Among 80 patients who switched from one drug to the other, time to relapse was longer during dimethyl fumarate treatment than during teriflunomide treatment (HR, 0.38; P = .01), regardless of the order in which the drugs were taken.

“A Solid Study”

“Given a real-world analysis, this is a pretty solid study,” said Anthony T. Reder, MD, professor of neurology at the University of Chicago, who commented on the findings for Medscape Medical News. Reder was not involved in the investigation.

Among the strengths of the study is its basis in a national registry that includes a large patient population, said Reder. The study population was primarily European, so the results cannot be generalized to Asian or African American patients. Nevertheless, the population reflects the majority of patients with MS, said Reder.

Another strength is the investigators’ decision to separate patients who switched therapies into a new group. It is unclear, though, how the investigators handled patients who switched from dimethyl fumarate or teriflunomide to a third therapy. “I assume they’re kicked out of the analysis,” said Reder.
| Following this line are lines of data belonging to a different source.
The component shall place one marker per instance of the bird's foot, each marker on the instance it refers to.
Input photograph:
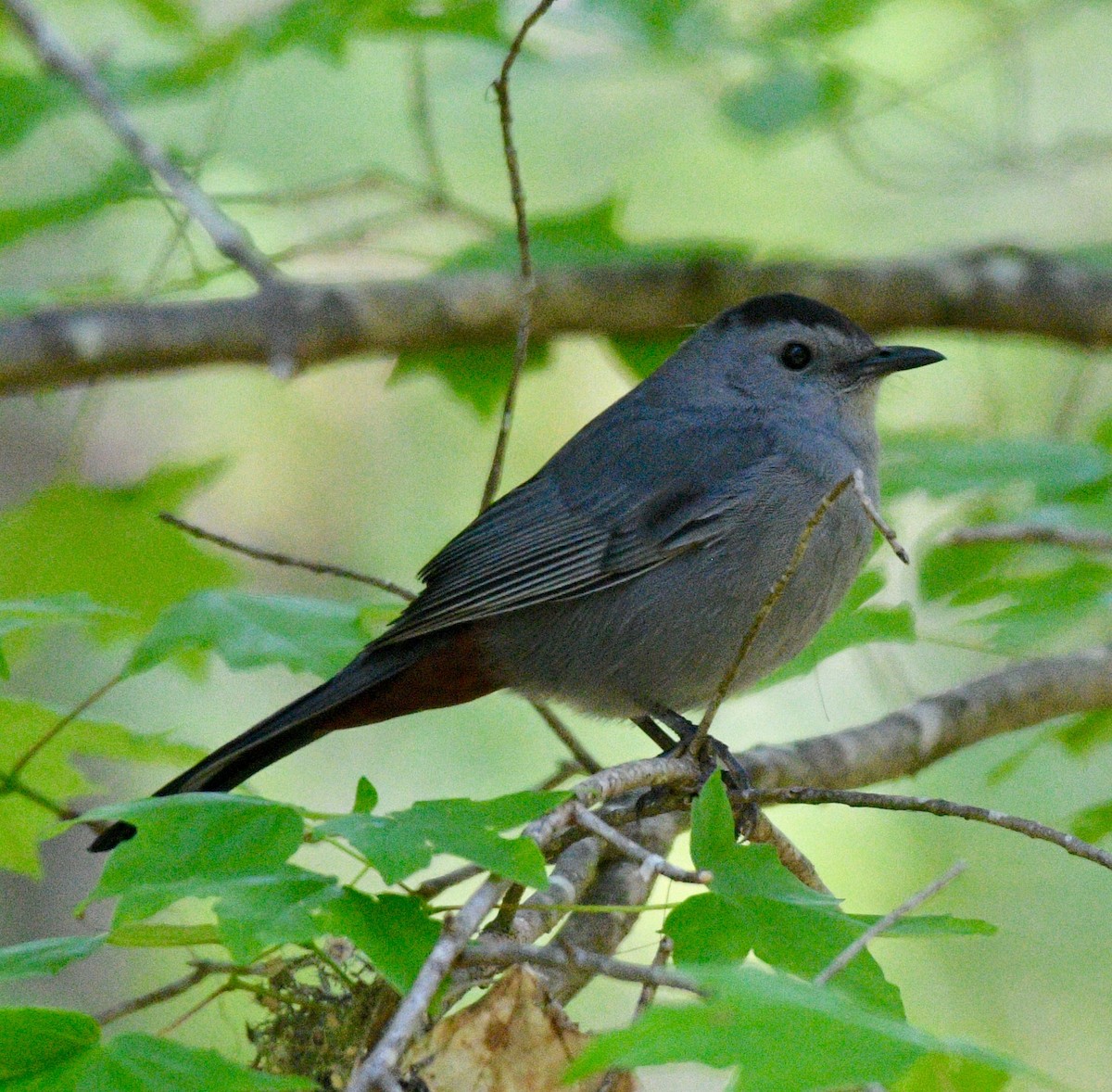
(713, 756)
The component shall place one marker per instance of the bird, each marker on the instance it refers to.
(621, 578)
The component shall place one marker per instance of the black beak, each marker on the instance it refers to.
(891, 358)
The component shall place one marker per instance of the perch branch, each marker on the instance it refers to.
(1004, 290)
(891, 802)
(1030, 534)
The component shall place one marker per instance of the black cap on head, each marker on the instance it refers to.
(788, 307)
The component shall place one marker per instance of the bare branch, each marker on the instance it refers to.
(855, 947)
(1004, 290)
(57, 55)
(379, 1068)
(322, 568)
(203, 969)
(874, 514)
(1030, 534)
(501, 952)
(644, 1000)
(651, 863)
(932, 806)
(62, 723)
(528, 285)
(583, 756)
(790, 857)
(911, 739)
(618, 882)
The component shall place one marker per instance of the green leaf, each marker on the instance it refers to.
(476, 375)
(186, 842)
(327, 26)
(366, 796)
(51, 774)
(787, 95)
(143, 1063)
(1083, 734)
(251, 630)
(401, 843)
(395, 932)
(851, 625)
(783, 1035)
(47, 957)
(58, 543)
(644, 355)
(171, 15)
(756, 904)
(36, 1039)
(257, 912)
(116, 184)
(950, 1073)
(943, 466)
(668, 26)
(1049, 603)
(18, 615)
(139, 934)
(1093, 823)
(820, 18)
(584, 235)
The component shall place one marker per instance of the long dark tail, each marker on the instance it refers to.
(379, 684)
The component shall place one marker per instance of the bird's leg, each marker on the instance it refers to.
(737, 775)
(656, 733)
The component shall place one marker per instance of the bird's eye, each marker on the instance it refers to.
(795, 355)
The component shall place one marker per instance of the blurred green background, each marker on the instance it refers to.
(955, 124)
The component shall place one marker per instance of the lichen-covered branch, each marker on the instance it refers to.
(904, 742)
(1000, 290)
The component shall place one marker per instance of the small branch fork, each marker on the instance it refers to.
(276, 299)
(855, 947)
(528, 280)
(57, 55)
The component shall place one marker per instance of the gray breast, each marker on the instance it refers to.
(667, 636)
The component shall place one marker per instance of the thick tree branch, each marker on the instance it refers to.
(904, 742)
(1002, 290)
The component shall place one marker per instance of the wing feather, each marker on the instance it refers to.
(603, 510)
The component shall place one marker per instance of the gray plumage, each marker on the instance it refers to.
(623, 576)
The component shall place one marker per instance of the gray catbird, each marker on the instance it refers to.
(622, 578)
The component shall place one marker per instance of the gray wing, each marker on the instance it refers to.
(616, 501)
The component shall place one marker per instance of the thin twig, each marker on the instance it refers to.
(1030, 534)
(276, 558)
(499, 951)
(856, 946)
(651, 862)
(790, 857)
(439, 884)
(644, 1000)
(58, 56)
(878, 521)
(583, 756)
(931, 806)
(62, 723)
(774, 592)
(379, 1068)
(528, 285)
(203, 970)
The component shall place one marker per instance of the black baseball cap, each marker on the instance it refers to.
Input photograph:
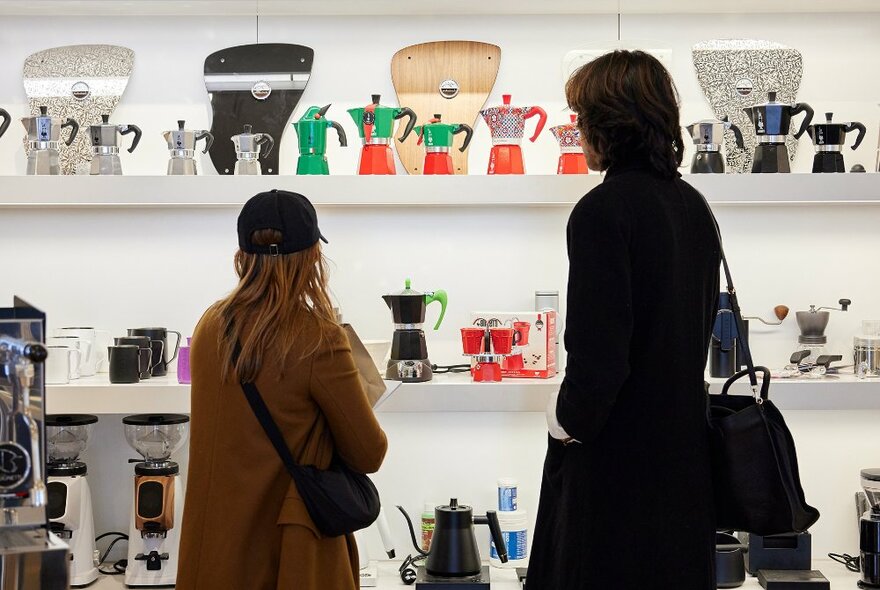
(290, 213)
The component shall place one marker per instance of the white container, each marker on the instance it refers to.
(515, 532)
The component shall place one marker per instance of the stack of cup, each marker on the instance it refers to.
(514, 527)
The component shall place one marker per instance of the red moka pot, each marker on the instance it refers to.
(507, 125)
But, as is the case with most matched cohort studies, certain relevant matching covariates appear to have been left out of this analysis. The investigators matched for age, sex, disease duration, severity score, last relapse, and relapse rate in the previous year, which are crucial variables. But they did not match patients on vitamin D levels, smoking, and BMI, “which are very important environmental factors in the course of MS,” said Reder.

In addition, the statistical analysis shows that the 400 patients who were not matched had more relapse activity than the matched patients. This difference may have contributed to the finding in the matched analysis that dimethyl fumarate was superior to teriflunomide on suppressing relapses, said Reder.

“However, the important measure here is progression: EDSS worsening,” he added. For that outcome, the hazard ratio is 0.58 in the unmatched and matched analyses. “That’s a pretty big decrease in this score, which is more solid than attack rate,” said Reder.

“The bottom line is that it looks like dimethyl fumarate is superior on a very important measure, which is worsening on the EDSS score,” he continued. But dropouts with active disease might have been more prevalent in the dimethyl fumarate group, compared with the teriflunomide group.